The ancient Maya site of Xno'ha may provide another window on the structure of Maya society.
Researchers are now uncovering evidence that will shed light on the lifeways of Maya elites, the class of people who lived within that rung of society between the kings and royal households and the commoners of ancient Maya civilization.
For four weeks in July, 2013, a team of archaeologists, students and volunteers under the auspices of the Maya Research Program, based at the University of Texas in Tyler, excavated the remains of what is considered to be an elite residential complex or compound at the site of Xno'ha (named after the nearby Xno'ha Creek) in northwestern Belize. They discovered, in addition to architectural features, a cache of purposefully positioned Late Preclassic (400 BCE - 200 CE) ceramic vessels, and an Early Classic (200 - 600 CE) tomb.
Under the direction of site supervisor Alexander Parmington, excavators focused on a set of structures designated 'Patio Group 78'. A patio group, as defined by Maya archaeologists, is a complex of rectilinear structures placed on a levelled hill in an L-shape configuration that generally face eastward and are positioned around a central plaza or patio (open space). The Xno’ha Group 78 is described as a series of range structures, which are large, vaulted and multi-roomed. Patio groups are usually associated with individuals and families with elite status.
"The approach undertaken was to first locate the patio surface and baseline of two structures before broader stripping of the associated architecture," said Parmington. "Not only did the excavations reveal the final phases of the patio’s architecture, a large cache of nine Sierra Red vessels dating typologically to the Late Preclassic period (300 BCE - 250 CE) were recovered below the Patio’s exterior floor. Four of the vessels were staked in a lip-to-lip configuration with one vessel positioned immediately north and south of the stack. Phytolith analysis of the sediments contained within the vessels determined the presence of sponge spicules – indicating the vessel contained marine sponges."* The Pollen and phytolith analysis further indicated they contained large amounts of leaves from shrubs and trees, herbaceous monocots, palm fruits, and plant oils that may have been poured into a lower vessel.**
In addition to the cache, an Early Classic tomb was recovered, containing two marine shells and a tubular jade bead.*
Overall, Xno'ha is described as a medium-sized Maya center, composed of a large central plaza that is surrounded by numerous residential building groups. It was first identified in 1990 and then surveyed, mapped, and partially excavated between 2002 and 2004 before the current excavation series were initiated. Excavation results have thus far suggested that the site was occupied from the Late Preclassic to the Terminal Classic period (300 BCE – 925 CE).

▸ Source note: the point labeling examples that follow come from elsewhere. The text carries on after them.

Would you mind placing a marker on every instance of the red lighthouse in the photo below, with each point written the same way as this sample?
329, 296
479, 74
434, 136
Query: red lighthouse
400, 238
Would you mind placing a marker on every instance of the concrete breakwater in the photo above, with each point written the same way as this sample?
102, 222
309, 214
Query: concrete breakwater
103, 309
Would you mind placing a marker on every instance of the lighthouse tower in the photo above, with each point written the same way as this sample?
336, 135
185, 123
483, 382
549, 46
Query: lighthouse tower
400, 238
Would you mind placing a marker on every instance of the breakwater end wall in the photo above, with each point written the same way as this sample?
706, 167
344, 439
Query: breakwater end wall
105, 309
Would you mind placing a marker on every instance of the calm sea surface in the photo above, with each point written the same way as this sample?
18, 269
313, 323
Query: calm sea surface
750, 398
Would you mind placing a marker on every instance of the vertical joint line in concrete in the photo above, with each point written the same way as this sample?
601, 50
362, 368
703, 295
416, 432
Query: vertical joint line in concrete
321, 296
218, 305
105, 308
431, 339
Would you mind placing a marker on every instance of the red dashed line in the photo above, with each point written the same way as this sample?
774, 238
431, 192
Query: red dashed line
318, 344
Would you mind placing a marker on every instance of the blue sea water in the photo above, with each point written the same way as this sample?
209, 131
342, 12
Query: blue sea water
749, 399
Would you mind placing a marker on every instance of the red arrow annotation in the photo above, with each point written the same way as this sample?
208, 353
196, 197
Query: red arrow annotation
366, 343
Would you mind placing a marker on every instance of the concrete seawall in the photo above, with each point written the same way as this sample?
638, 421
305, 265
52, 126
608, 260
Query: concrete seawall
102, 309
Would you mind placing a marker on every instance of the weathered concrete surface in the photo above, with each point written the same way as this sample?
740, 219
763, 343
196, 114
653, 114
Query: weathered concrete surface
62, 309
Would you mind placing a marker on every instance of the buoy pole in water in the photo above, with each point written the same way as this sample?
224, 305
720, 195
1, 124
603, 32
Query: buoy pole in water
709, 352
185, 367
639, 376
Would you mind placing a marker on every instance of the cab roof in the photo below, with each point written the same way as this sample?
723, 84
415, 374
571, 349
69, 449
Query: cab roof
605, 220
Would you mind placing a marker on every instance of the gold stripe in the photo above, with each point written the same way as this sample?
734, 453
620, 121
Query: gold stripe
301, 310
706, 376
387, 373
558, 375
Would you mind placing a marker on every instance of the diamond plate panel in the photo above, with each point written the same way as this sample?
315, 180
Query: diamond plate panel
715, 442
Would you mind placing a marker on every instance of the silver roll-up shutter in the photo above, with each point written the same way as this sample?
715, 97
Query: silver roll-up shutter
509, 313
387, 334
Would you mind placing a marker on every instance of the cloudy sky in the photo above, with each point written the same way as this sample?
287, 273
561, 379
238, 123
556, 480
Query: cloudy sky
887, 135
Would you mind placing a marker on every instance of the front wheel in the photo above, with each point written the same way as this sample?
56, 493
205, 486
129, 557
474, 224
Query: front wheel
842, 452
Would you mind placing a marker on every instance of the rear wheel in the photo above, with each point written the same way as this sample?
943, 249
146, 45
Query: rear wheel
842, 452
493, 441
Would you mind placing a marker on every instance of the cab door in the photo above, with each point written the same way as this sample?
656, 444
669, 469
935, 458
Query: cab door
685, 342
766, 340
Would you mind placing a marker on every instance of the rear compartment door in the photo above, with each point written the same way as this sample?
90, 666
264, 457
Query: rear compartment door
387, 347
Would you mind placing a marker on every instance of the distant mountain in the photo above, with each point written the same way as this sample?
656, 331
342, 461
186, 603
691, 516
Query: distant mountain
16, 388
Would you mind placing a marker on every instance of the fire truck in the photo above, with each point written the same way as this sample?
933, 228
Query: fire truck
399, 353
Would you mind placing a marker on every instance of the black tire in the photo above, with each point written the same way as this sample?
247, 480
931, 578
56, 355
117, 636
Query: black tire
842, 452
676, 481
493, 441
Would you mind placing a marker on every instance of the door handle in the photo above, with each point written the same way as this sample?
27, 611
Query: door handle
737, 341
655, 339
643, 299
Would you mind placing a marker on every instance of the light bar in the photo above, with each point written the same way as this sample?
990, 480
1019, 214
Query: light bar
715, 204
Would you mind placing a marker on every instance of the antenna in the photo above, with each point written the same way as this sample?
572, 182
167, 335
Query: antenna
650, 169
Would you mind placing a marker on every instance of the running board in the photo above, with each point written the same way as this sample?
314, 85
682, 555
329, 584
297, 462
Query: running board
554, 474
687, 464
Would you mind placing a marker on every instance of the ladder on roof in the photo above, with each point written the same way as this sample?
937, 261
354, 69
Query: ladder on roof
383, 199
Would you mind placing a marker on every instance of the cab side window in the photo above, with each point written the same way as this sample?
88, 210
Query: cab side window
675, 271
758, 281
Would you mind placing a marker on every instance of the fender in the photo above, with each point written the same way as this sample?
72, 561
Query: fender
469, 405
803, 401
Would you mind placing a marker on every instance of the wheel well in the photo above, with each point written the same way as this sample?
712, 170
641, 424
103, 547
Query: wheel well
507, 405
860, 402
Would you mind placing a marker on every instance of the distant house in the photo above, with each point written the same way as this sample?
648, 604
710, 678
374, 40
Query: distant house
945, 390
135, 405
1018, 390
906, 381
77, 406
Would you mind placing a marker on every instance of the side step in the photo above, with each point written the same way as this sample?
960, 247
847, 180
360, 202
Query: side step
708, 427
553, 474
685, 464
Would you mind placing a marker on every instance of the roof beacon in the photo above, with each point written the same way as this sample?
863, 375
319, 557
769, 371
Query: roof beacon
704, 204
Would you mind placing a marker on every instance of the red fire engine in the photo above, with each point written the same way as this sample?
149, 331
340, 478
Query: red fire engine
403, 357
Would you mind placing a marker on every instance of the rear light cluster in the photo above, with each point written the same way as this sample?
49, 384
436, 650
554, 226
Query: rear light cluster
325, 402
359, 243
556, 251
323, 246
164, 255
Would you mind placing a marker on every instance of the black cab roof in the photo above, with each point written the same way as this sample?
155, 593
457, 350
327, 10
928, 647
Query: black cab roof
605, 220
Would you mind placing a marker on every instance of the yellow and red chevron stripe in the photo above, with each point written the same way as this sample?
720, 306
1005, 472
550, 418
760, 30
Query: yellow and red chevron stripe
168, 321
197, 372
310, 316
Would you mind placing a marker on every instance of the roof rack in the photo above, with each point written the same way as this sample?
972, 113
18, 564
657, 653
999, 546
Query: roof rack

Xno'ha shown within the context of other Maya centers in the region. (Courtesy Mark Wolf)
Overhead view of portion of excavated elite residential area at Xno'ha. Courtesy Maya Research Program.
Eye-level view of a portion of the exposed residential area. Courtesy Maya Research Program
The cache in situ, immediately after excavation. Courtesy Maya Research Program.
The cache restored to its appearance as originally configured. Courtesy Maya Research Program.
The site is being studied to help archaeologists gain a clearer picture of elite-elite and elite-commoner interraction, relationships, and Maya societal structure. Toward that end, researchers at Xno'ha Group 78 hope to build a ‘domestic structure database’ through the excavation of elite household groups and compounds within the site's settlement zone. "The establishment of such a database would provide a basis for a comparative study of behavior between royal elites and between royal elites and non-royal elites and commoners," says Parmington.**
It is not yet known how or if Xno'ha relates to the larger nearby Maya center of La Milpa. La Milpa is the largest Maya center closest to Xno'ha. It was likely the dominant regional power through the Late Preclassic period (300 BCE – 250 CE). Researchers hope future excavation and research will shed light on any such relationship.
More information about the programs of the Maya Research Program (MRP) can be found at http://www.mayaresearchprogram.org/.
*Report Summary: Uncovering the Past at the Site of Xnoha, by Dr. Alexander Parmington.
** Report: Archaeological Field Report –Excavations Undertaken at Xnoha Building Group 78 by Maya Research Program 2013, by Alexander Parmington.